De Wlz-uitvoerder garandeert dat cliënten na afloop van het experiment niet van zorgaanbieder hoeven te wijzigen als zij dat niet willen. Hierbij geldt natuurlijk wel het voorbehoud dat sprake kan zijn van een veranderde zorgvraag waardoor de huidige zorgbieder niet meer in staat kan zijn om een passend zorgarrangement aan de cliënt aan te bieden.
De leden van de SP-fractie vragen hoeveel zorgaanbieders er precies mee gaan doen en of er een maximum aantal deelnemende zorgaanbieders is geformuleerd.
Het precieze aantal cliënten is op dit moment niet te bepalen en is afhankelijk van de groei van de totale zorgvraag. Een maximum aantal cliënten en aanbieders is niet geformuleerd. Het aantal zorgaanbieders dat daadwerkelijk meedoet moet blijken uit de zorginkoop en zorglevering in 2017 en in 2018. Op dit moment ontvangen circa 7.800 mensen zorg in natura in de sector Verpleging en Verzorging in Zuid-Limburg bij 18 zorgaanbieders. Voor 2017 zullen in deze regio 3 nieuwe zorgaanbieders worden gecontracteerd, met 6 nieuwe zorgaanbieders is CZ nog in overleg. In de regio Rotterdam ontvangen nu circa 3.000 mensen in de gehandicaptenzorg zorg in natura en wordt deze zorg door 25 zorgaanbieders geleverd. In deze regio zal het zorgkantoor mogelijk 5 nieuwe zorgaanbieders contracteren.
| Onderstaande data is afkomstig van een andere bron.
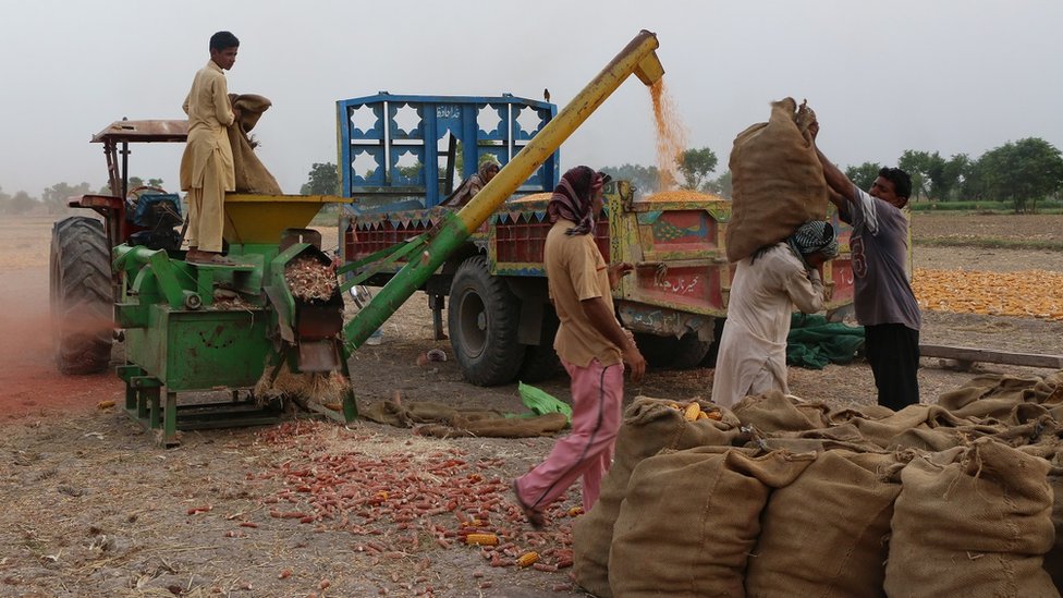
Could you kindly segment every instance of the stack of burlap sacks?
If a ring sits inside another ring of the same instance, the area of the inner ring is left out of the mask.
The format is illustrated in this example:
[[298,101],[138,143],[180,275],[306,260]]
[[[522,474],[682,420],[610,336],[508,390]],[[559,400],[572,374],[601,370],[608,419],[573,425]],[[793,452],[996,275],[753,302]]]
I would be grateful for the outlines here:
[[670,403],[626,410],[573,526],[601,598],[1059,596],[1063,371],[895,413],[770,392],[687,422]]
[[809,220],[823,220],[830,202],[823,167],[808,135],[816,113],[793,98],[771,105],[768,122],[755,124],[731,149],[731,219],[725,229],[730,261],[778,243]]

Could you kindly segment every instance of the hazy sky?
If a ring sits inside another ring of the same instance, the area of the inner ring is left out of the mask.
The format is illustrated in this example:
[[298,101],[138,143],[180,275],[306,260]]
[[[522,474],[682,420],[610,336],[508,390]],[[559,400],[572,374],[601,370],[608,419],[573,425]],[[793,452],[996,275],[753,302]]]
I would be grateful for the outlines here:
[[[334,102],[393,94],[572,99],[639,29],[658,35],[691,147],[726,168],[768,103],[807,98],[843,166],[905,149],[977,157],[1037,136],[1063,148],[1059,0],[0,0],[0,188],[106,181],[93,134],[183,118],[219,29],[241,40],[233,93],[273,101],[255,132],[286,193],[335,161]],[[656,162],[648,88],[631,77],[562,147],[562,167]],[[180,145],[131,173],[176,188]]]

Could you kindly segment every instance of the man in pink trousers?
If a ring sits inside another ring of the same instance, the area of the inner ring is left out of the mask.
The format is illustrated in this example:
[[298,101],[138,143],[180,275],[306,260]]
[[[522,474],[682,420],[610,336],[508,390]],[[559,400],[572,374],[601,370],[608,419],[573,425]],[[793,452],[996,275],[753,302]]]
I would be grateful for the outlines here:
[[572,378],[572,434],[553,446],[546,461],[513,480],[513,492],[534,527],[565,490],[583,478],[583,508],[598,500],[601,478],[612,463],[624,399],[624,364],[632,381],[646,371],[646,359],[616,321],[610,290],[632,270],[608,266],[595,244],[595,222],[602,208],[607,176],[581,166],[564,173],[547,215],[545,263],[561,327],[553,347]]

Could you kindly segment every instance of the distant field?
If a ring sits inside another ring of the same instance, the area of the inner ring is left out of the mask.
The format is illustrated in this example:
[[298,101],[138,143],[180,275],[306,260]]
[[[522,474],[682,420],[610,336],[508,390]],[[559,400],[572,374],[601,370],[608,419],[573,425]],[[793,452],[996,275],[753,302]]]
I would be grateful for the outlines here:
[[916,244],[981,245],[983,240],[1002,240],[1010,246],[1063,249],[1063,215],[913,212],[912,237]]

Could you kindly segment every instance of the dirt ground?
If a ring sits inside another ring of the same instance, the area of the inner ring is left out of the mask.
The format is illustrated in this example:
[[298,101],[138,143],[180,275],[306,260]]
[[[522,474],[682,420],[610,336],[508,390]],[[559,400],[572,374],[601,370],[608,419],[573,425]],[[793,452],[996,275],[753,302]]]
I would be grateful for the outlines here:
[[[913,228],[917,235],[933,227],[948,234],[977,222],[983,236],[1027,234],[1023,227],[1028,234],[1041,234],[1035,227],[1063,230],[1061,217],[970,218],[917,217]],[[983,220],[990,229],[981,228]],[[121,410],[106,406],[122,404],[117,378],[62,377],[52,366],[50,225],[44,218],[0,222],[0,546],[7,547],[0,595],[584,596],[565,566],[578,489],[549,512],[543,533],[521,522],[508,491],[514,475],[547,454],[552,438],[437,440],[368,422],[343,427],[306,418],[188,431],[181,447],[158,448]],[[1063,253],[917,247],[915,265],[1063,272]],[[467,385],[453,359],[420,365],[418,356],[430,349],[451,355],[445,341],[431,340],[424,295],[383,329],[382,344],[362,347],[350,364],[361,405],[398,395],[523,411],[515,386]],[[927,312],[923,340],[1063,354],[1063,325]],[[981,371],[1048,373],[977,365]],[[923,401],[973,375],[924,359]],[[650,371],[626,395],[708,396],[711,381],[711,369]],[[790,381],[806,399],[873,402],[870,370],[860,363],[792,368]],[[538,386],[567,396],[563,378]],[[337,501],[343,510],[330,510]],[[460,541],[477,523],[502,537],[499,566]],[[542,553],[542,566],[513,566],[528,550]]]

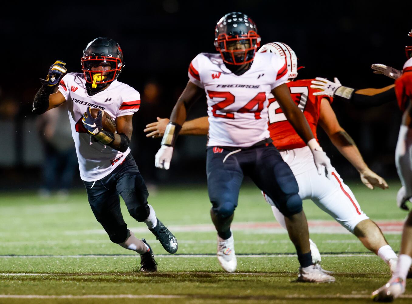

De leden van de SP-fractie vragen of het idee is dat het experiment leidt tot meer kleinschalig zorgaanbod en meer maatwerk.
Het idee van het experiment is om na te gaan of persoonsvolgende inkoop leidt tot betere zorg en meer keuzevrijheid voor cliënten om zelf te kunnen bepalen waar zij wonen, wie hen verzorgt en wanneer dat gebeurt. Dit kan leiden tot meer kleinschalig aanbod en meer maatwerk. Of dit plaatsvindt hangt af van de keuzes die cliënten (al dan niet ondersteund door familie en/of onafhankelijke cliëntondersteuners) maken. Dit experiment biedt meer ruimte voor deze keuzevrijheid, omdat de cliëntkeuze leidend is voor de plek waar een cliënt zijn zorg ontvangt.
De leden van de SP-fractie vragen of alle zorgaanbieders in de twee regio’s (moeten) meedoen aan het experiment en of alle zorgaanbieders hier achter staan en achten zij zichzelf voldoende in staat hiertoe.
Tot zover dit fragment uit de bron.